オフィスなどのテナントを退去する際の原状回復をめぐってトラブルが起こることがありますが、時には訴訟にまで発展することもあります。

争点は、主に借主側が負担すべき原状回復の範囲やその費用となりますが、このときオフィスビルの賃貸については一般的な居住用のマンションやアパートの賃貸とは違ってくる部分があることを知っておかなければいけません。

それは、オフィスビルの賃貸では「原状回復特約」の有効性が認められる可能性が比較的高いという点です。

事業者としての契約にかかる責任

原状回復特約とは、契約時に退去の際の原状回復の内容について特別に取り決めておくものです。

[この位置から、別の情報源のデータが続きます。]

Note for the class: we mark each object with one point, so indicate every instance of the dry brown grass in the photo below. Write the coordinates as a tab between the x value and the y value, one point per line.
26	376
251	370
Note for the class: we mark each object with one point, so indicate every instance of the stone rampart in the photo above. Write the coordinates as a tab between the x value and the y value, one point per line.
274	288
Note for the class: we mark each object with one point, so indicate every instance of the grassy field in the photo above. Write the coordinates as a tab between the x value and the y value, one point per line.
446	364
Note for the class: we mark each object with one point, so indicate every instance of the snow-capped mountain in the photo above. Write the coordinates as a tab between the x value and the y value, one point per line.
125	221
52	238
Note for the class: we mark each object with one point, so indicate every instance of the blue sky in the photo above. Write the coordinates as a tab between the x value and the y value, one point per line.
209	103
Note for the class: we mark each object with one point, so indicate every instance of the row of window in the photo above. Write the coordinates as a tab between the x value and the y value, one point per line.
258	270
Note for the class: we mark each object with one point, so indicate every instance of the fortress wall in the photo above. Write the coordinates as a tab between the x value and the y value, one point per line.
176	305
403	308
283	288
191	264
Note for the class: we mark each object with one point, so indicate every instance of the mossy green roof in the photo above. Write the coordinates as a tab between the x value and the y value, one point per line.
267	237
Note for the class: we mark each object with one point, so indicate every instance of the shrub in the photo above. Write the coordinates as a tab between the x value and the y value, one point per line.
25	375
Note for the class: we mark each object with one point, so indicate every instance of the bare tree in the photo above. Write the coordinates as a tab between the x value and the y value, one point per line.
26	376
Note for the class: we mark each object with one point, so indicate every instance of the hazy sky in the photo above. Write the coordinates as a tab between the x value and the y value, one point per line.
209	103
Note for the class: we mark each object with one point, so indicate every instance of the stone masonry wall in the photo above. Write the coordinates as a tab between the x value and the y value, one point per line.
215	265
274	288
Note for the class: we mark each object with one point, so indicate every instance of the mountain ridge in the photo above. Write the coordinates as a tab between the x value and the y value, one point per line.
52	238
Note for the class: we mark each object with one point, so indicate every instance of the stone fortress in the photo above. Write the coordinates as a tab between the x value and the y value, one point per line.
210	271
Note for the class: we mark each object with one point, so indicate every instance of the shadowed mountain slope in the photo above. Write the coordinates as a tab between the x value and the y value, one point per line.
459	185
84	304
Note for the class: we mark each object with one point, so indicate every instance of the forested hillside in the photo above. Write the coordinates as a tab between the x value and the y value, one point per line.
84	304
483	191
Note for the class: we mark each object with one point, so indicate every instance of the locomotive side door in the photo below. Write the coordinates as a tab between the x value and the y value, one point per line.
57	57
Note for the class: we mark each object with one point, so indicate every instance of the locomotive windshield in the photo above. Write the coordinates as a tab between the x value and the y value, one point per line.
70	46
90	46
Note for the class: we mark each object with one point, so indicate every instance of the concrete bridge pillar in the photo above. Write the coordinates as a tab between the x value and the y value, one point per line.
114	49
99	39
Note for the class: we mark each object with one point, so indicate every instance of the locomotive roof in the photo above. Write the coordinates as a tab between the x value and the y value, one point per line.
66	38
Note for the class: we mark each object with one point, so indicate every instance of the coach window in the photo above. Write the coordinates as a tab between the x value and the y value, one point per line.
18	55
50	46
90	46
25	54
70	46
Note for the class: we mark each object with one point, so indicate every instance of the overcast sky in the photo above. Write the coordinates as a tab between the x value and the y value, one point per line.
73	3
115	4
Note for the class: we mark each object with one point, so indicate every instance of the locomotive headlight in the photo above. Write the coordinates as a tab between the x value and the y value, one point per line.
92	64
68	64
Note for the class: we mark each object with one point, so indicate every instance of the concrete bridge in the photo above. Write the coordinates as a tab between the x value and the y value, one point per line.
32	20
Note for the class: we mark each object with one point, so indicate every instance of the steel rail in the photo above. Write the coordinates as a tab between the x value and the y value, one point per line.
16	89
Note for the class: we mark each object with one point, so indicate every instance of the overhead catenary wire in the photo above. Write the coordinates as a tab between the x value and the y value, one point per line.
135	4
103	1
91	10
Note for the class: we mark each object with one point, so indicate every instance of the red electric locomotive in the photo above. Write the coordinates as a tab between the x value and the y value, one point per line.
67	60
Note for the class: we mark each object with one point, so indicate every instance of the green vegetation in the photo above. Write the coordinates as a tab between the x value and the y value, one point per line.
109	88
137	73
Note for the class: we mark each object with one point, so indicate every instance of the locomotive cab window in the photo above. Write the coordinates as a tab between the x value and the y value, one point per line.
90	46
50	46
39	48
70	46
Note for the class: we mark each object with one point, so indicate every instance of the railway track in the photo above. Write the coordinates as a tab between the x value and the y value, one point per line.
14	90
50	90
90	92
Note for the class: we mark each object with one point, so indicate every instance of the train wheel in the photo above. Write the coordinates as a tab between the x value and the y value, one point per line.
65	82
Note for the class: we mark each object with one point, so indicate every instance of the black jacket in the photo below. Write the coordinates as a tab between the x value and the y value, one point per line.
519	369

ふつう通常損耗に対する費用は賃料の中に含まれますが、これには、それとは別に通常損耗にあたる範囲についても借主側に負担を求めるといった内容が含まれていることがあります。たとえば、退去時に天井や壁のクロスの全面張替えを借主の負担とする、などといった内容です。

このような特約をめぐって訴訟が起こるとき、それが居住用のマンションやアパートの場合は、原状回復ガイドラインと消費者保護法に基づいて無効とされることが多いのです。

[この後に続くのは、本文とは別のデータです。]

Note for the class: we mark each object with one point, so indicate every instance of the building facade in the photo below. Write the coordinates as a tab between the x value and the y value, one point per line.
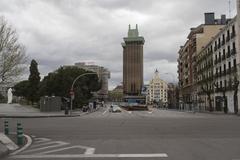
103	75
218	79
197	39
173	96
157	90
133	63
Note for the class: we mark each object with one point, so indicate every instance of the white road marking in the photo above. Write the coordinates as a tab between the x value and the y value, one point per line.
40	140
8	142
29	142
157	155
58	144
43	144
89	150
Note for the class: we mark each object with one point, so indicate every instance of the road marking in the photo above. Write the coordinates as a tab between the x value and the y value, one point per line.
59	144
89	150
8	142
43	144
158	155
29	142
40	140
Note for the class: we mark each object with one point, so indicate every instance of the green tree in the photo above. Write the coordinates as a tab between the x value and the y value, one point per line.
59	83
12	53
34	80
21	89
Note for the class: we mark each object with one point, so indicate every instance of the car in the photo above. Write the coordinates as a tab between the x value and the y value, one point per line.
85	108
114	109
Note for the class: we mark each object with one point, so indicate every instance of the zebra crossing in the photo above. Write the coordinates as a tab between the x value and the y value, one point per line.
46	148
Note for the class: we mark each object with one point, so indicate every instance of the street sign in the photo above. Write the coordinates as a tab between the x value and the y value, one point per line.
72	94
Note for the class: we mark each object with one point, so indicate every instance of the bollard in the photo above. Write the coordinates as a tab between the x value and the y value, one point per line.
19	134
6	127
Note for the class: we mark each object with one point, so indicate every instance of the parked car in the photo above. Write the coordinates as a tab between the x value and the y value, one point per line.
115	109
85	108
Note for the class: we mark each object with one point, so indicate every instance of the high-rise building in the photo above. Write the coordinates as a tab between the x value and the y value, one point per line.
133	63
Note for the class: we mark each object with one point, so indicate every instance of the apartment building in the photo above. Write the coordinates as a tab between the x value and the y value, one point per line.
157	90
197	39
218	70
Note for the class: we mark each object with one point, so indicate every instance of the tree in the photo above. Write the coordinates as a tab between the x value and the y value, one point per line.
12	53
33	80
21	89
59	83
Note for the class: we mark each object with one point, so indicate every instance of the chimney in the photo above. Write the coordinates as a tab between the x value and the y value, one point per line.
209	18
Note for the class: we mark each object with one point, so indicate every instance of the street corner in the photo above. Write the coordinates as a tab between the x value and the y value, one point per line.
7	145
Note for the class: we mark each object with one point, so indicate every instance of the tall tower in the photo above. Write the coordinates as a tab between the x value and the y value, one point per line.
133	63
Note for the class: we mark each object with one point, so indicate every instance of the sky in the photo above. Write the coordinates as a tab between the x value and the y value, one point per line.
63	32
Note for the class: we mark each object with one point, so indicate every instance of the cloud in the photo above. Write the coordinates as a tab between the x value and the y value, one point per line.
62	32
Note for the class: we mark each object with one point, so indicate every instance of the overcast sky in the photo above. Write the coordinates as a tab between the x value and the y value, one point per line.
62	32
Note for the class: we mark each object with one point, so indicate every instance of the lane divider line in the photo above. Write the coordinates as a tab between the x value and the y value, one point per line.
157	155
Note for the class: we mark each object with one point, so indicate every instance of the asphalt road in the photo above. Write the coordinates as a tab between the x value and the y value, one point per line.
156	134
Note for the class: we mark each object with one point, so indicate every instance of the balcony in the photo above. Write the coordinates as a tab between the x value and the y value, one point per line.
233	34
223	42
233	51
228	54
229	87
223	57
224	72
228	38
234	69
229	71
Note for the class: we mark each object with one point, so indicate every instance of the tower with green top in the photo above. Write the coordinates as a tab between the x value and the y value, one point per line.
133	63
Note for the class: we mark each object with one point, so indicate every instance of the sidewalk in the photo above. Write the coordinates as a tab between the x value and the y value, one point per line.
6	145
20	111
203	112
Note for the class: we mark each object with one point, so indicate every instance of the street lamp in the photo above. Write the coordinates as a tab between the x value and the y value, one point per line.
71	91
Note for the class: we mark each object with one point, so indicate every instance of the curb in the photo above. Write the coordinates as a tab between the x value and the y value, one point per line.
29	142
205	112
48	116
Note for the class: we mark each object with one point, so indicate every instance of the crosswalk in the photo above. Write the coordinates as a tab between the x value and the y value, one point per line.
46	148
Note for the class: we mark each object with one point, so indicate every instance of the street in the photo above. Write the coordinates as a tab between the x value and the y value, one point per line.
150	135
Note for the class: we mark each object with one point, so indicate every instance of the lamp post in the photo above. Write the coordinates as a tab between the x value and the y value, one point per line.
71	90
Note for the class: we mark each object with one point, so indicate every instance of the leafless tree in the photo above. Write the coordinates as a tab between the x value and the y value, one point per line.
12	53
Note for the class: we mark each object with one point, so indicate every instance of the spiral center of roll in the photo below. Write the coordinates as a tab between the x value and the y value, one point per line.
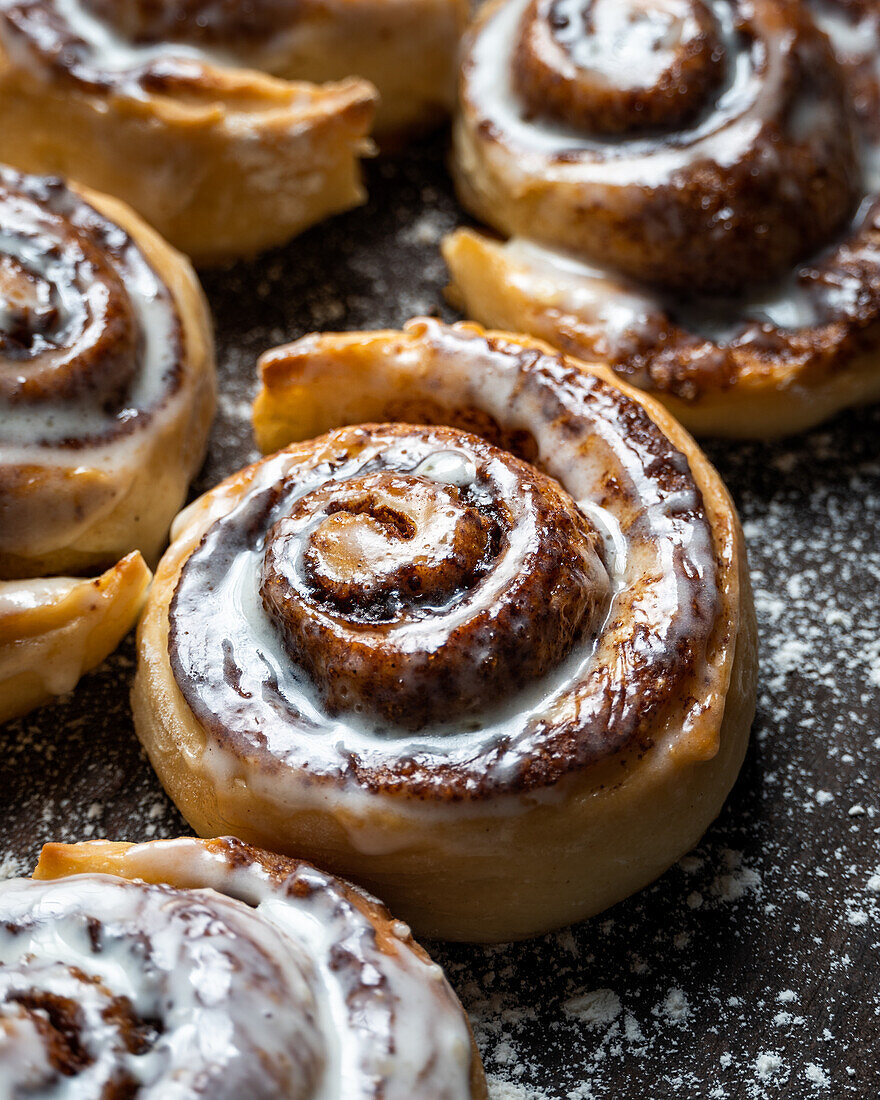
67	326
612	66
389	540
419	591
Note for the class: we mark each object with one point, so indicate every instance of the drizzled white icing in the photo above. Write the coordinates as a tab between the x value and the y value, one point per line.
449	468
106	51
724	135
248	986
626	52
620	310
645	532
51	235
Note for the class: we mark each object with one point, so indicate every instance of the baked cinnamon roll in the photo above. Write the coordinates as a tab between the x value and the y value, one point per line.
207	968
54	629
490	651
690	191
106	400
150	102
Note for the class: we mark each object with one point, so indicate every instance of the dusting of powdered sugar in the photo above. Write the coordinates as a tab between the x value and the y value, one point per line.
750	969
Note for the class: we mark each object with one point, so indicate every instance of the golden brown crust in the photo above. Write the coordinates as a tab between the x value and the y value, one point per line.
248	160
658	792
54	631
770	385
229	866
80	499
790	340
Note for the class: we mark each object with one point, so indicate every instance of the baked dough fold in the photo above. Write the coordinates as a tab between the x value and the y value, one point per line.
107	393
222	160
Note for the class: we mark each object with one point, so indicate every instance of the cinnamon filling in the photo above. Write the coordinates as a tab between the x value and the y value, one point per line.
617	66
90	342
444	627
67	327
737	241
416	600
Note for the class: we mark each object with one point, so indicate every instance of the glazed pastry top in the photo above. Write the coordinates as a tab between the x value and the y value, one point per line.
730	189
266	978
90	341
409	608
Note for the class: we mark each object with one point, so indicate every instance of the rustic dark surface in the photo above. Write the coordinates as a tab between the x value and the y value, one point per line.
750	969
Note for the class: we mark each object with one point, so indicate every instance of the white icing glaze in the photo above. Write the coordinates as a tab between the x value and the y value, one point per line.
237	965
22	424
626	52
639	537
108	51
623	309
449	468
724	135
26	595
50	235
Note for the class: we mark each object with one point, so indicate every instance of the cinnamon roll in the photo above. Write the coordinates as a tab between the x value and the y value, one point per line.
149	102
106	400
53	629
490	651
690	191
207	968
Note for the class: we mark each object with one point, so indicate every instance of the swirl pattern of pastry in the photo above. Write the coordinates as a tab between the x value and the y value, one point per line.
221	160
207	968
396	647
106	400
690	189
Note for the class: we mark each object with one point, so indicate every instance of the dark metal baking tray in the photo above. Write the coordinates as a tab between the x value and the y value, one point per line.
750	969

しかし、それらは事業者に対しては直接的に効力を持ちません。

なぜならこの場合は事業者対個人という立場に差のある関係性ではなく、事業者対事業者という対等な関係での契約となるためです。つまり訴訟になった場合にも、オーナー側の主張が認められる可能性が対個人と比べて高いのです。

しかしそれではこのような記載があった場合、オフィスビルなどのテナントであれば借主は決められた通りに従うしかないのでしょうか。

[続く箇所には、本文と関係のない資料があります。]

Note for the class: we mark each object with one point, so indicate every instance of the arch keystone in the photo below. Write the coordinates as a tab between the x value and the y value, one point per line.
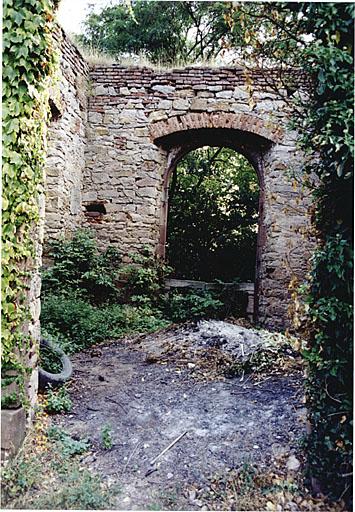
195	121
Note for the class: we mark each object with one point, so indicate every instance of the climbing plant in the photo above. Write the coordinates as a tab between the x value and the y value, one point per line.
29	62
318	37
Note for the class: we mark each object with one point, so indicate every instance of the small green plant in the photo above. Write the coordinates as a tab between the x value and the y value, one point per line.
106	437
50	360
67	445
79	266
191	305
145	275
58	401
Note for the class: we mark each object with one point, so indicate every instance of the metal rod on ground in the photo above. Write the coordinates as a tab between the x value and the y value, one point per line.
168	448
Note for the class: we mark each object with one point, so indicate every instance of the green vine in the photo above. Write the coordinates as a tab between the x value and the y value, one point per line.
29	63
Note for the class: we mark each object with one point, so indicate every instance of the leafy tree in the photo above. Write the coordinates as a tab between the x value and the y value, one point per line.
318	38
213	211
163	31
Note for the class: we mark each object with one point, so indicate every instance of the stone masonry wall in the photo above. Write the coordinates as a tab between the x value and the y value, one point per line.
115	142
67	141
139	120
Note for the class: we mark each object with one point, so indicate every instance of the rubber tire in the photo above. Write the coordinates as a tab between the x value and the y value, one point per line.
54	379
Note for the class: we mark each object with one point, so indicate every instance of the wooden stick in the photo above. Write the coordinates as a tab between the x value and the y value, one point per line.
168	448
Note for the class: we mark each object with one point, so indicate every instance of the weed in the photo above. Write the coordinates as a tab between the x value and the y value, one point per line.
191	305
48	475
67	445
58	401
106	437
50	360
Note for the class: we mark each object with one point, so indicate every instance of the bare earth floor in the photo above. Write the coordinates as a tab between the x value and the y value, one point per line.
149	401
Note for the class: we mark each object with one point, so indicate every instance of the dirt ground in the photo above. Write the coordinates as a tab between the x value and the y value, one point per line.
148	401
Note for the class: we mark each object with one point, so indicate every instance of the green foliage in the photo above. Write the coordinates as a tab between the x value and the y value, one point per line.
50	360
29	62
106	437
165	32
144	276
58	401
77	324
181	306
213	216
53	478
80	490
318	37
67	445
9	400
79	267
76	319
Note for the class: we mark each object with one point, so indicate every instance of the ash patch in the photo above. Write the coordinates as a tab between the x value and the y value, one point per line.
150	404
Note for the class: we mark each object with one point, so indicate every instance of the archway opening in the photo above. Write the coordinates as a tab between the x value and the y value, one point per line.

必ずしもそうとは限りません。オフィスの賃貸においても、特約の有効性が認められない場合もあります。

実際に訴訟に発展したケースの判例を見てみましょう。

原状回復特約の成否をめぐる訴訟

たとえば平成20年の原状回復費用等請求事件。

これは、通常損耗を含む原状回復費用等について支払いを求め訴訟を起こしたビルオーナー側に対し、東京簡易裁判所が請求を棄却した判例です。

オフィスビルの賃貸借契約書の特約には
「原状回復工事は床タイルカーペット貼替、壁クロス貼替、天井クロス貼替及び室内全体クリーニング仕上げ等工事を基本にして借主負担とする」
として、通常損耗を含む原状回復費用を借主負担とする旨が記載されていました。

しかし、具体的範囲・方法・程度等は定められておらず、その範囲や意味が一義的に具体的・明白ではなかったとして、東京簡易裁判所は最高裁の判例(平成17年12月16日)に倣って特約の成立を認めませんでした。

この最高裁の判例は個人に対する賃貸の事例でしたが、
「賃借人に通常損耗についての原状回復義務を負わせるためには、通常損耗の範囲が具体的に明記されているか、賃貸人がそのことについて口頭で説明し、賃借人がその内容を明確に認識していたなどの明確な合意の証拠が必要である」
という点についてはオフィスビルにおいても同様であるとされたのです。

(判例全文)http://www.courts.go.jp/app/files/hanrei_jp/101/038101_hanrei.pdf
出典:裁判所(http://www.courts.go.jp/)判例集より

つまりこの訴訟での結果から、オフィスビルでの原状回復においても、その内容次第では特約が無効となる場合もあるということがわかるのです。

訴訟に発展する事態を防ぐために

当然のことではありますが、トラブルが訴訟にまで発展すれば解決には多額の費用や時間を要することになります。

そのため、訴訟に発展するようなトラブルを防ぐためには、何よりも契約内容を充分に確認しておくことが重要なのです。

上記のケースでは、「内容が明白ではなかった。説明が不充分であった。」と認められたため特約が無効とされましたが、反対に言えば、それらの点を満たしていれば通常損耗を含む原状回復の責任が借主側に生じる場合もあります。

退居時のことまで見据えて、あらかじめ契約内容を把握しておきましょう。